Il ne faut pas non plus oublier leur rôle essentiel dans tout ce qui touche au domaine social, en étant souvent des acteurs clés du développement et de l’entraide.
![](https://familleactuelle.ma/wp-content/uploads/2025/02/Meriem-Othmani.jpg)
Meriem Othmani
Présidente-fondatrice d’INSAF
Il y a 25 ans, l’Association INSAF a été créée pour protéger les mères célibataires qui vivaient un calvaire et pour arracher les petites bonnes au travail forcé. Deux problématiques profondément taboues à l’époque. Malgré de nombreuses difficultés et menaces, nous avons autonomisé plus de 12.000 mères célibataires et leurs enfants. Nous avons également accompagné 600 petites bonnes vers des études ou des formations professionnelles. Aujourd’hui, nous nous attaquons au travail forcé de 400 enfants, qu’ils soient mendiants ou petits chiffonniers.

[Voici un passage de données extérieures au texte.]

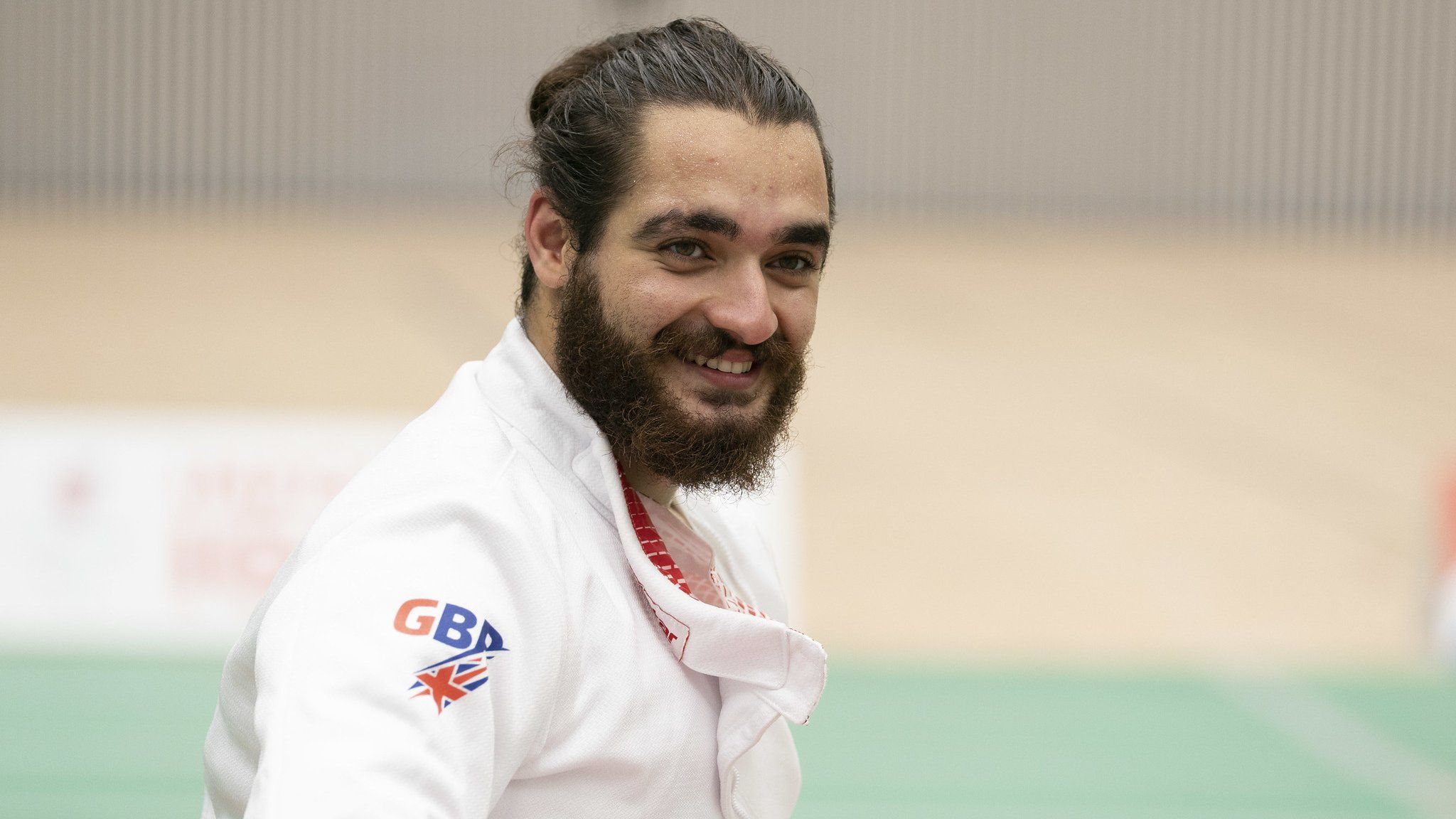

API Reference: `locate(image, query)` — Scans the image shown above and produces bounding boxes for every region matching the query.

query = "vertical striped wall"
[0,0,1456,235]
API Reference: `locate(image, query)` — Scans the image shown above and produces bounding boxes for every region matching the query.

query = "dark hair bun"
[527,33,633,128]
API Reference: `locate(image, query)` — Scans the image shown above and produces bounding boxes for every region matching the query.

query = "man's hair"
[517,18,835,312]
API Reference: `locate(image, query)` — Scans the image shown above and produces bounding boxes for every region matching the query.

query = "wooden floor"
[0,208,1456,666]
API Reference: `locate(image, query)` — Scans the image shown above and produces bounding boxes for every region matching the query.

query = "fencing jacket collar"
[476,321,825,816]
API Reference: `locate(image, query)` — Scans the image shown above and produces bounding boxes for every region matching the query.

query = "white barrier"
[0,410,798,650]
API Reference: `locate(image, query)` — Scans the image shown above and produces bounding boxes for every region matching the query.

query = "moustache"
[653,323,798,364]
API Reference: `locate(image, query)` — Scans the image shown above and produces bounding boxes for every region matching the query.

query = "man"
[204,21,833,818]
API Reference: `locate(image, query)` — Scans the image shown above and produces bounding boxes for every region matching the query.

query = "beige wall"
[0,213,1456,665]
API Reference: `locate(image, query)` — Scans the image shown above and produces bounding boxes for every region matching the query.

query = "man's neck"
[617,459,677,508]
[523,306,677,511]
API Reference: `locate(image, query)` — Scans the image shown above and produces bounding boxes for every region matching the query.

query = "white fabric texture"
[203,322,825,819]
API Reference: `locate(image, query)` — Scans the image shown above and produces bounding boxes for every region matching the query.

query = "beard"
[555,257,808,494]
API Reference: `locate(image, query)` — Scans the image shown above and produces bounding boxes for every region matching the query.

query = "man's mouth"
[693,355,753,373]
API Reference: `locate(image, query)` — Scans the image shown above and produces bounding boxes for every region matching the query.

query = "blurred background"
[0,0,1456,819]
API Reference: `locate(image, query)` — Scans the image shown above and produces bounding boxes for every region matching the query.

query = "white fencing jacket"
[203,322,825,819]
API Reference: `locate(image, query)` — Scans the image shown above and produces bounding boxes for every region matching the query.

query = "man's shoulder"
[278,364,567,592]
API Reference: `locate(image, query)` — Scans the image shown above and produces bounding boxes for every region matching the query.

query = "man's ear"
[525,188,571,290]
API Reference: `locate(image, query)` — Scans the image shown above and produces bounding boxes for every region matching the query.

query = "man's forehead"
[623,107,828,240]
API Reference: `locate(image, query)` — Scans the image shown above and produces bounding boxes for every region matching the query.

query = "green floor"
[0,654,1456,819]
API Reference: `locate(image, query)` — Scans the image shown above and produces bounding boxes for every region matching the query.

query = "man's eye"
[771,257,814,272]
[663,242,707,259]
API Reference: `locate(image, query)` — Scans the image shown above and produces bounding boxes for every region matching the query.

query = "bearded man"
[204,19,833,819]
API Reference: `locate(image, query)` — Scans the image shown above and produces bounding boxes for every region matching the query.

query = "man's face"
[555,108,828,490]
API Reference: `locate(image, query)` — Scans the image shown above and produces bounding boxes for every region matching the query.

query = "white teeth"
[695,355,753,373]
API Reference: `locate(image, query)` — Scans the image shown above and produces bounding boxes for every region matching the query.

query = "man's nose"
[706,259,779,346]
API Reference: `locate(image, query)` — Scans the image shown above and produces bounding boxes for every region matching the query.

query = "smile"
[693,355,753,373]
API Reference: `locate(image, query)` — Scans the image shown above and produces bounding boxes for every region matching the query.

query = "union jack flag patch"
[395,597,508,714]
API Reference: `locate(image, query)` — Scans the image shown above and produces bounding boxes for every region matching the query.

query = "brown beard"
[556,257,808,493]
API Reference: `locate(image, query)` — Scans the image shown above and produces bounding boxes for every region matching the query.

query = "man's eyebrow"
[773,222,828,247]
[632,207,738,242]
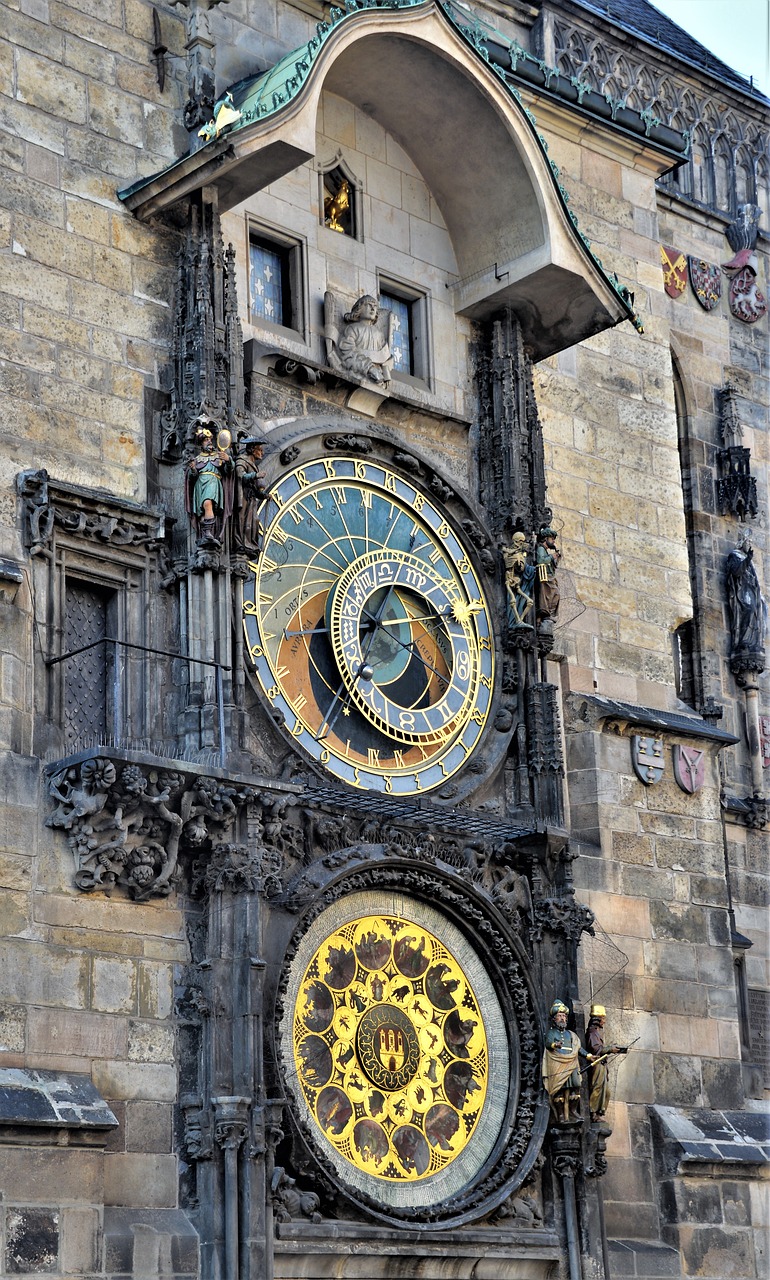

Au cours de ces 25 années, les mentalités ont évolué. Le statut de mère célibataire reste encore stigmatisé, mais le mépris est peu à peu remplacé par de la compassion. Et cela, malgré certains intégristes intolérants qui continuent de leur jeter des regards culpabilisants.
La société civile, plus moderne, défend les victimes de violences extrêmes et se mobilise activement contre les abus. Les personnes en détresse commencent à oser revendiquer leurs droits et à redresser la tête. L’avenir s’annonce meilleur.